Alexis Tsipras appare fiducioso sul fatto che si troverà trovato un accordo con i creditori internazionali entro il 9 maggio, cioè tre giorni prima della scadenza del pagamento del debito contratto con il Fondo monetario internazionale. Tsipras precisa però che per le richieste "fuori dal mandato" del suo governo potrà decidere solo il popolo greco, attraverso un referendum.
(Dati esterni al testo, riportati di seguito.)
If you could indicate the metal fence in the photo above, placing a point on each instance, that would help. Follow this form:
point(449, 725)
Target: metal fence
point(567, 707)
Dopo che l'Eurogruppo ha criticato il metodo del ministro delle Finanze greco Yanis Varoufakis nel portare avanti le trattative sul debito ellenico, il premier Alexis Tsipras ha proceduto ad un "rimpasto" nella squadra dei negoziatori, affiancando all'economista il viceministro per le Relazioni Economiche Internazionali Euclid Tsakalotos. Oggi, Tsipras si è detto fiducioso che si sarebbe trovato un accordo di fondo con i creditori internazionali entro il 9 maggio, cioè tre giorni prima della scadenza del pagamento del debito contratto con il Fondo monetario internazionale (FMI) di circa 750 milioni di euro (815,5 milioni di dollari). Il premier greco ha anticipato che le vendite di alcuni asset strategici farebbero parte delle concessioni offerte all'Europea, tra cui la vendita del porto del Pireo e un leasing di 14 aeroporti regionali. Tsipras ha quindi escluso che la Grecia andrà in default, ma ha anche aggiunto che la priorità per il suo governo è quella di pagare gli stipendi e le pensioni. Alexis Tsipras ha quindi ribadito che non può accettare alcune delle richieste avanzate dai creditori per prorogare il debito, poiché sono "fuori dal mandato" del governo. Tsipras ha quindi precisato che solo il popolo greco potrebbe avallare tali richieste, attraverso un referendum. Il presidente dell'Eurogruppo Jeroen Dijsselbloem appare meno fiducioso di Tsipras, affermando che la Grecia "senza ulteriori prestiti, non ce la farà". In merito al referendum agitato dal premier greco, Dijsselbloem evidenzia solamente: "Costerebbe soldi, si creerebbe una grande incertezza politica, e non credo né che ci sia il tempo per organizzarlo né che i greci abbiano il tempo per pensarci".